Rep. Thompson, who serves on the House Public Integrity and Elections Committee, testified Friday that she saw the election-reform bill that ultimately passed as SB 90 for the first time when it came to the House floor for a vote.

It was offered a couple of days before the end of session, where there was little or no opportunity for discussion or to try to find common ground or to improve the product before there was a vote,” Thompson said, recalling that Republican Rep. Blaise Ingoglia presented it as a “strike-all amendment” hours before it was scheduled for House debate.

That’s a way to totally rewrite a bill that’s moving through the legislative process.

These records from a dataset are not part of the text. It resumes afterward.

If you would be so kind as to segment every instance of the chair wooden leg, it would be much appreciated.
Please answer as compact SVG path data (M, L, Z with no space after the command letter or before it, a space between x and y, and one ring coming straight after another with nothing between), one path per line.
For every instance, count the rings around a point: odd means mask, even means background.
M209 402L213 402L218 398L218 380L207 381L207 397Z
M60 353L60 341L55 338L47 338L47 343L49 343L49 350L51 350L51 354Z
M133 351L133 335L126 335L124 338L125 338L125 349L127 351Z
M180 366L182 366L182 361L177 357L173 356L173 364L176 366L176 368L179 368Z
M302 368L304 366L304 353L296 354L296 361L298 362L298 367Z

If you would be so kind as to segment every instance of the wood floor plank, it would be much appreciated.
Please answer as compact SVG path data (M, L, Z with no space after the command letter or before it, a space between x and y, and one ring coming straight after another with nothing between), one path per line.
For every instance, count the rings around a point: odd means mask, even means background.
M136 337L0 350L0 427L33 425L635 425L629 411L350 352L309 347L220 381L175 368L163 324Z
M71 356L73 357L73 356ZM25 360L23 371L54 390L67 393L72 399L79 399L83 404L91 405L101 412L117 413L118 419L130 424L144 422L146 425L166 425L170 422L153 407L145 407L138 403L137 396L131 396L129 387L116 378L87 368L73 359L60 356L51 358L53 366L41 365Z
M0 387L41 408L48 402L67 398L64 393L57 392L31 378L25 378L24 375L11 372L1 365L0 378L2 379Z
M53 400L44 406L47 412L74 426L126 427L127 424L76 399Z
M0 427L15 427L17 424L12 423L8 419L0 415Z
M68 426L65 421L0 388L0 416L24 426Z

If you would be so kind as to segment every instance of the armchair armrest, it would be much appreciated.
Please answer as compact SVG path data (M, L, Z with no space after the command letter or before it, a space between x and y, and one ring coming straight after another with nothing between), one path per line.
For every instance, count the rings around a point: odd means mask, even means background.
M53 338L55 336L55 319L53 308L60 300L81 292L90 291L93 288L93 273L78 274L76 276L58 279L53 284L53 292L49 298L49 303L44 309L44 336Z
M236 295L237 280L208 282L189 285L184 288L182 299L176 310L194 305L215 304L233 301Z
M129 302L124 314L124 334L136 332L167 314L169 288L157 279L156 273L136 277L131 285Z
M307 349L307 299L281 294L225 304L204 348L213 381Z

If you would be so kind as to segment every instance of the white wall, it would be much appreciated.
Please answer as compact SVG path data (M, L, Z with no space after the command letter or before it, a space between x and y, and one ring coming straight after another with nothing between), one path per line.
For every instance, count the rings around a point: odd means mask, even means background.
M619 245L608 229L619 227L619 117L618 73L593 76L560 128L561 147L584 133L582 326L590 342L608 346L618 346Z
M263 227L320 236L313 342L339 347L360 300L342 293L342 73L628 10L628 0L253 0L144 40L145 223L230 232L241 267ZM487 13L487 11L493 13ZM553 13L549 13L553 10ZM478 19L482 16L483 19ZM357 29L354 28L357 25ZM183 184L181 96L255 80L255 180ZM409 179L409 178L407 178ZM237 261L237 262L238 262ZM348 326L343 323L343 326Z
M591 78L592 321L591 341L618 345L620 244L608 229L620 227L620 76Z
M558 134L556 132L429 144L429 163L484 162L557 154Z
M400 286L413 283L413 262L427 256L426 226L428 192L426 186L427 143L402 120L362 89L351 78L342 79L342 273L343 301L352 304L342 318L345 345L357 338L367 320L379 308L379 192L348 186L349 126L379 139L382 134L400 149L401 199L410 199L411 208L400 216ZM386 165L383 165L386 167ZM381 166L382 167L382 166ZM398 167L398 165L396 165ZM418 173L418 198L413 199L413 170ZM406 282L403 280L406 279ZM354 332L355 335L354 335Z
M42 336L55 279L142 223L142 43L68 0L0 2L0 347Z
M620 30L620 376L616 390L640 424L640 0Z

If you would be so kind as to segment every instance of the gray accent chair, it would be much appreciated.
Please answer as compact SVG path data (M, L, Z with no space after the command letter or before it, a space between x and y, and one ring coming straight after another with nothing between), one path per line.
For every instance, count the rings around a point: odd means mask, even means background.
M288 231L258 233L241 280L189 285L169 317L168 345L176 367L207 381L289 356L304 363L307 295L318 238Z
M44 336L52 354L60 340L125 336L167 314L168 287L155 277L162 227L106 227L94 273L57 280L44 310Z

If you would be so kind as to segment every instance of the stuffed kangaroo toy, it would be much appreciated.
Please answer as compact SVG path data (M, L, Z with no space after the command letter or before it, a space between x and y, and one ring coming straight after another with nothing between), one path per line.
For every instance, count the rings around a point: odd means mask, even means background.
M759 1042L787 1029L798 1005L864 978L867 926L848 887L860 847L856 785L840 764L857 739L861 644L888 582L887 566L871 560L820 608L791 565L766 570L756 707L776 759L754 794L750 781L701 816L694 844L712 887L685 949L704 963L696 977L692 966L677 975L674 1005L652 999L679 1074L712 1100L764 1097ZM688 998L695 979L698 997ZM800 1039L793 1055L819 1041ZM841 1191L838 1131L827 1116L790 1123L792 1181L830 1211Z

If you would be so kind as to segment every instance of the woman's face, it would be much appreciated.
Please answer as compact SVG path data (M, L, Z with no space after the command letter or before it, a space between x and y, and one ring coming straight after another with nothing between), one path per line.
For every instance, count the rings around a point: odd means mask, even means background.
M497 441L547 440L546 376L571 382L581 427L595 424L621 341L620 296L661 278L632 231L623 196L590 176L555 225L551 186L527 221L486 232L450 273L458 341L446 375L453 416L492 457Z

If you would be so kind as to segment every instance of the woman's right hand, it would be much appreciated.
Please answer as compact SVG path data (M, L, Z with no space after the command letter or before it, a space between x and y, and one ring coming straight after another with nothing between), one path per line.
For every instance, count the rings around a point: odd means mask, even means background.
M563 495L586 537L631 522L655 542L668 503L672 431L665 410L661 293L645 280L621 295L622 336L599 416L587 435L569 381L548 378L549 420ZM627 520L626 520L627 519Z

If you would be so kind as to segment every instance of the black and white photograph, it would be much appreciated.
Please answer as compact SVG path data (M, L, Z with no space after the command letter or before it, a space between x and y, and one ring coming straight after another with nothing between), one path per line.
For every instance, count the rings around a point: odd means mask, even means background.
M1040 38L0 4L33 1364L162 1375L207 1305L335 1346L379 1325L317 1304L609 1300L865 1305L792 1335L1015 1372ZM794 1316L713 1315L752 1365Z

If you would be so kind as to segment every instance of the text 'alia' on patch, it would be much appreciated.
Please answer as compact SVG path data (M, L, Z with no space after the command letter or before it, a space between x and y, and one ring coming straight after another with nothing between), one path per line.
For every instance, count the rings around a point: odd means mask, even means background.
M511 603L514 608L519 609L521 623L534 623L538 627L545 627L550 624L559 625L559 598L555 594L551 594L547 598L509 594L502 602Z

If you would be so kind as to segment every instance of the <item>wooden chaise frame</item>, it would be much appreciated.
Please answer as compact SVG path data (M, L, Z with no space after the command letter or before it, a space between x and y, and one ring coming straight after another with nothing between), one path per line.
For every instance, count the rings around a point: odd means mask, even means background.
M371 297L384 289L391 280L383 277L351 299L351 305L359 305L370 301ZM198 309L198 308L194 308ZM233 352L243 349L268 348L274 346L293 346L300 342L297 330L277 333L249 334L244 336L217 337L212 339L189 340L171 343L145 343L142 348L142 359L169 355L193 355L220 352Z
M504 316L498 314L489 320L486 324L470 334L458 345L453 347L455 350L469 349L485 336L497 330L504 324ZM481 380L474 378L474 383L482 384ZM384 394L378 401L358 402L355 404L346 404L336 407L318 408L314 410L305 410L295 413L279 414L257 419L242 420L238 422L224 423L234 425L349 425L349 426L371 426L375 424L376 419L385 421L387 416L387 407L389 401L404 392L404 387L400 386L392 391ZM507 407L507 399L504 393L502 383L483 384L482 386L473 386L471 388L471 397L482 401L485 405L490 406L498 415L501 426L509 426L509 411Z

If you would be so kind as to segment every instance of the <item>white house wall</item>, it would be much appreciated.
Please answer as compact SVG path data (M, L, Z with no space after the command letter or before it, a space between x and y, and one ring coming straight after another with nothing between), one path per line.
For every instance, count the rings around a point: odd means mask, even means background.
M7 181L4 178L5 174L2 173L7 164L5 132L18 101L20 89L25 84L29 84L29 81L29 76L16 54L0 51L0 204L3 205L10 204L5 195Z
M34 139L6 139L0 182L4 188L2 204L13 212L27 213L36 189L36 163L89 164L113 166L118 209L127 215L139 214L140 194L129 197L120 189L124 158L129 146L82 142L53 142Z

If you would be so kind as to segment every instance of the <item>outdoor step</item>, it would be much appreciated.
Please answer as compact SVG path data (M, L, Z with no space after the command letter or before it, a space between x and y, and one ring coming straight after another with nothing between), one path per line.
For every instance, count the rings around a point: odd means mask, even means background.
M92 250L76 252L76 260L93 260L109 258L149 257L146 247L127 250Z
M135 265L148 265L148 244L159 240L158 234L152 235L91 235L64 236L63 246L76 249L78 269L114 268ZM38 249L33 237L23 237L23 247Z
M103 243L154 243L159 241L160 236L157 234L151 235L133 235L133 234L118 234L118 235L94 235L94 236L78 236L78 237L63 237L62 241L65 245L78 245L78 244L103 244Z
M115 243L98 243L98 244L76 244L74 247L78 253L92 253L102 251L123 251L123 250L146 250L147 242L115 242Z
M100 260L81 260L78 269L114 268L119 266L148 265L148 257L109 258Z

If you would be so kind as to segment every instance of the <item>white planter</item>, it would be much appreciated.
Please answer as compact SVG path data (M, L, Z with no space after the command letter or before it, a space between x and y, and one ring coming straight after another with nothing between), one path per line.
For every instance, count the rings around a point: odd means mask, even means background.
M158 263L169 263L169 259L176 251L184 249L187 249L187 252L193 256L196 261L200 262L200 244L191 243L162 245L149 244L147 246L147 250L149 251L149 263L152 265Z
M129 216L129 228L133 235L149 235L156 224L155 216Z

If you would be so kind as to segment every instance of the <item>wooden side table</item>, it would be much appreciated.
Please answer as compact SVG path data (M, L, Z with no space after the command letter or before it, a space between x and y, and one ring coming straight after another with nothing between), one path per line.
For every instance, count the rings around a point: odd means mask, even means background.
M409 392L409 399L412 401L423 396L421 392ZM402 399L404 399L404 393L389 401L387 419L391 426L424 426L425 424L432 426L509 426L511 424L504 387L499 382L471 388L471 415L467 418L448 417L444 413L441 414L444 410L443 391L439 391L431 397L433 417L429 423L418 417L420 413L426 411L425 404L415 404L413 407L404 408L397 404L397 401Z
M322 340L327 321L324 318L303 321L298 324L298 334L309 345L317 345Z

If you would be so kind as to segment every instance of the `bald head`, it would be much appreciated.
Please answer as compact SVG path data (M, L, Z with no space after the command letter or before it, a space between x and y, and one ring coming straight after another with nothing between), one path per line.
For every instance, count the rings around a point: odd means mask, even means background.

“It is very unusual, very unusual,” Thompson testified. “Rarely is there a strike-all offered once a bill is on the floor to be taken up for a vote. Normally, a strike-all would be offered in committee, so that you have the best product and the product is complete and almost final by the time it reaches the floor.”

She said she did not recall any other bill coming to the House for a vote in the form of a strike-all amendment.

It was not the language Ingoglia had brought before the Public Integrity and Elections Committee, she said.

“We certainly had expected we would have another opportunity to provide input … but the next time we saw the bill, it was now SB 90 and on the floor for a vote,” she said.


Related: "GOP ignored danger to minorities in rushing election restrictions, Democrats testify" by Florida Phoenix's Michael Moline, Feb. 7, 2022


Federal Judge Mark Walker, presiding over the Zoom trial in Tallahassee, asked Thompson whether it is unusual for a top-priority bill backed by the state’s governor and leaders of his political party in the Florida Legislature to be fast-tracked.

That is not unusual, Thompson said, but House leaders treated SB 90 quite differently. She compared it with another GOP high priority, HB 1, an anti-riot law crafted by the governor and the first bill introduced during that same 2021 session.

“[HB 1] came through the process very quickly, but we did have an opportunity, we did have time to discuss and to debate it and offer amendments — unlike with this bill, which was offered at the 11th hour very close to the end of the session,” Thompson replied.

She said the sponsors, Republicans Sen. Dennis Baxley and Rep. Ingoglia, presented no evidence of voter fraud in support of their bill, which cuts back the use of ballot drop boxes and tightens vote-by-mail procedures, measures that are expected to shrink voter participation following a record turnout in 2020.

In fact, the only fraud that became evident involved candidates, not voters and not election officials.

“Later in the process, there was evidence presented regarding stealth candidates who ran as individuals with no party affiliations and siphoned votes away from Democrats, which then allowed Republicans to win Senate seats,” Thompson said.

A former state senator and Republican operative faces criminal prosecution in that scheme.

The plaintiffs, including the League of Women Voters, the NAACP, and the League of United Latin American Citizens, assert that SB 90 will curtail voting by minority voters and that that was the legislative intent.